Suppose you have the surface $z=3xy$ and you want to find the area that lies within the cylinder $x^2+y^2\leq 1$.
My homework is forcing me to use the parameterization
$$\textbf{r}_1(s,t)= <s\cos(t), s\sin(t), 3s^2\sin(t)\cos(t)>$$
I am having a difficult time visualizing this parameterization, and I do not have any graphing software to graph the surface, but I want to make sure I understand this concept.
This is quite obvious, but I want to be sure; using the above parameterization, I am not parameterizing the entire surface, right? If I wanted to, I assume the parameterization would be $$\textbf{r}_2(s,t) = <s,t,3st>$$
Instead, is $\textbf{r}_1$ just the parameterization adjusted for the region – the region being the cylinder $x^2+y^2\leq 1$? That is, are we just making a revolution around $z=3xy$?

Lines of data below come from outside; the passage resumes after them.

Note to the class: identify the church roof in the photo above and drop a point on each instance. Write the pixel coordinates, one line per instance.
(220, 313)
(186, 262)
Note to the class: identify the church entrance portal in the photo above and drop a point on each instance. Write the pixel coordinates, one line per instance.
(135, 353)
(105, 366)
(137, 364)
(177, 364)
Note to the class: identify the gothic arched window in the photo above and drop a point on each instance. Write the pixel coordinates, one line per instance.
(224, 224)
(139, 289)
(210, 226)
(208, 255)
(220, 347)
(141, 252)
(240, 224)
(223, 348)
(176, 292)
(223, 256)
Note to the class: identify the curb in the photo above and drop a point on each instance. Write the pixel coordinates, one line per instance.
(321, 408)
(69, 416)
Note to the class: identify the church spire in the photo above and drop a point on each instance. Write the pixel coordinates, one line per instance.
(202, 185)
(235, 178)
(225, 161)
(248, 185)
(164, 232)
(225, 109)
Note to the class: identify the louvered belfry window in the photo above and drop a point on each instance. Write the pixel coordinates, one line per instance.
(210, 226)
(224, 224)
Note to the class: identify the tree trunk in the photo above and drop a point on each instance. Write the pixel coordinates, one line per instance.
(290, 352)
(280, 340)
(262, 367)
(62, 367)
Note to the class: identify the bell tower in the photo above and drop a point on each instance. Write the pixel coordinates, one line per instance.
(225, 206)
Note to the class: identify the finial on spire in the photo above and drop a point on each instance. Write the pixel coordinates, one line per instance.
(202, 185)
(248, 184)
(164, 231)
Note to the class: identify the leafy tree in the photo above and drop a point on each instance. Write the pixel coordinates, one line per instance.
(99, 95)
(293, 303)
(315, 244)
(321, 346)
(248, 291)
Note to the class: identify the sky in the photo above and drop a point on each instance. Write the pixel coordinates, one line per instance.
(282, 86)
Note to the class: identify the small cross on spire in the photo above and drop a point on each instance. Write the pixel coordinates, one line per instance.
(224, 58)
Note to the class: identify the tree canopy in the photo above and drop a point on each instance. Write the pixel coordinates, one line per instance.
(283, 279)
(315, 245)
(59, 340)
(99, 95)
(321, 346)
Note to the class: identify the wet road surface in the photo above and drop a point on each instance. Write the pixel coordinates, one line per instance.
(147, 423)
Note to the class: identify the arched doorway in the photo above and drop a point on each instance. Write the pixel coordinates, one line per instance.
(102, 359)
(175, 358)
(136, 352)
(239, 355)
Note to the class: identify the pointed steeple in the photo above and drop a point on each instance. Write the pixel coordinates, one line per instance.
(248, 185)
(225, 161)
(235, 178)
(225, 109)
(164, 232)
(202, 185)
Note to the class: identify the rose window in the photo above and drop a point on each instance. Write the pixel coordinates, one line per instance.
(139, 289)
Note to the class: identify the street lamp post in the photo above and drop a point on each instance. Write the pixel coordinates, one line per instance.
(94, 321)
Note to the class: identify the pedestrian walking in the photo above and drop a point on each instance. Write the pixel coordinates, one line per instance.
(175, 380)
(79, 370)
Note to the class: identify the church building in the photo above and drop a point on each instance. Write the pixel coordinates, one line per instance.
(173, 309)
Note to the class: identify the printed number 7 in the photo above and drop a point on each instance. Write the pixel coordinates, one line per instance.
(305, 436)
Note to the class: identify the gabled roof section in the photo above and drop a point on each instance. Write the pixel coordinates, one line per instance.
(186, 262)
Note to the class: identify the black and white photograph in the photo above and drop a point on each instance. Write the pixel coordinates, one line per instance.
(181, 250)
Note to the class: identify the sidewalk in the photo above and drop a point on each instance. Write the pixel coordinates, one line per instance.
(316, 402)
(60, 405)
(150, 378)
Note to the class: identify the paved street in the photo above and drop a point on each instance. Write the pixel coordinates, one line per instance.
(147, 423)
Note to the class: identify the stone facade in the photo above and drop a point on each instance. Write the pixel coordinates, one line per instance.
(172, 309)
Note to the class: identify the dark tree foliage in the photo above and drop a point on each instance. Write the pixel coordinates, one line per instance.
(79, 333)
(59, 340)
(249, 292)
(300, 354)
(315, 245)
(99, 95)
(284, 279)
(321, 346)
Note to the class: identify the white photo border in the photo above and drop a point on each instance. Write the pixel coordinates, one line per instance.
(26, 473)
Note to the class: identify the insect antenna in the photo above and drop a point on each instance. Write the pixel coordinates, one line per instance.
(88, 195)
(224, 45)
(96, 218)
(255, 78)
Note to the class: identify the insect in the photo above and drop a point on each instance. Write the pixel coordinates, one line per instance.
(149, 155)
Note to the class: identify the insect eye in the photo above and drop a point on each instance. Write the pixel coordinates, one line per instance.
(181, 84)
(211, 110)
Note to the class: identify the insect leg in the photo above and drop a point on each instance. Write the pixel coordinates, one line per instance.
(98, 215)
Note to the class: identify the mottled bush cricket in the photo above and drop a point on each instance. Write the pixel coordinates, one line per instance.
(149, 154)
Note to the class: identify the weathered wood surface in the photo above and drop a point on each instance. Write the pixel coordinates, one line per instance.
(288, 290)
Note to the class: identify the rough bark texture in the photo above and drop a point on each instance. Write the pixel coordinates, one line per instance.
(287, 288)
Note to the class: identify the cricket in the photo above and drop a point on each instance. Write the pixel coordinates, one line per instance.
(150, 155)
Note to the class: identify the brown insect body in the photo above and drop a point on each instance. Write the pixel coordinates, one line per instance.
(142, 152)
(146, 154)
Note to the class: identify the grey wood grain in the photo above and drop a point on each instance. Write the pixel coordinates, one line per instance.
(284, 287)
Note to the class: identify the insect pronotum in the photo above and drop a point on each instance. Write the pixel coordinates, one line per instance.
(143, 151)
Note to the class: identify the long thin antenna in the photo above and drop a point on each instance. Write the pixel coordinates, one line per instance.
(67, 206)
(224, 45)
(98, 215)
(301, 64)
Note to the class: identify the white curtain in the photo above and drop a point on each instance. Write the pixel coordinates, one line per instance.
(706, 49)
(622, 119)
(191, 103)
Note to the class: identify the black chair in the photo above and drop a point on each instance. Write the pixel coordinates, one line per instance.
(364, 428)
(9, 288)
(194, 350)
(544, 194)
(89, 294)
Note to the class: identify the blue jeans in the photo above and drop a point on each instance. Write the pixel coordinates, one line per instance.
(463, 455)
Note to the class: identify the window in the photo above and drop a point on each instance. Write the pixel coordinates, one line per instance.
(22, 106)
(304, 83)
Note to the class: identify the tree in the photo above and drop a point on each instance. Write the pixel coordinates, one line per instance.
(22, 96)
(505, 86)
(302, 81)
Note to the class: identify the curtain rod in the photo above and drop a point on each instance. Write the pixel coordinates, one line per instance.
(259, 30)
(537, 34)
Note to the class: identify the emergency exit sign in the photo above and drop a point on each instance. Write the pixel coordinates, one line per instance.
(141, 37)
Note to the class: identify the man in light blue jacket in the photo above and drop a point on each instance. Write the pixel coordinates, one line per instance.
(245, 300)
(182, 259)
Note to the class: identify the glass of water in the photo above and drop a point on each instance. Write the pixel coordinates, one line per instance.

Any insight would be helpful.
Best Answer
Since in the end you have to integrate over the unit disc in the $(x,y)$-plane your source proposes to use polar coordinates instead of $x$ and $y$ as parameters. Then $x=s\cos t$, $y=s\sin t$. In this way the idea $z=3xy$ $\>(x^2+y^2\leq1)$ translates into $${\bf r}(s,t)=(s\cos t,s\sin t,3s^2\cos t\sin t)\qquad(0\leq s\leq 1, \ 0\leq t\leq2\pi)\ .$$ In order to find the area of this floppy disc $F$ we have to compute $${\bf r}_s=(\cos t,\sin t, 6s\cos t\sin t),\quad {\bf r}_t=\bigl(-s\sin t,s\cos t ,3s^2\cos(2t)\bigr)$$ and then $${\bf r}_s\times{\bf r}_t=(\ldots,\ldots,\ldots)\ .$$ The area is then finally given as $${\rm area}(F)=\int_0^1\int_0^{2\pi}\bigl|{\bf r}_s\times{\bf r}_t\bigr|\>dt\>ds\ .$$ The resulting integral will be simpler than dreaded.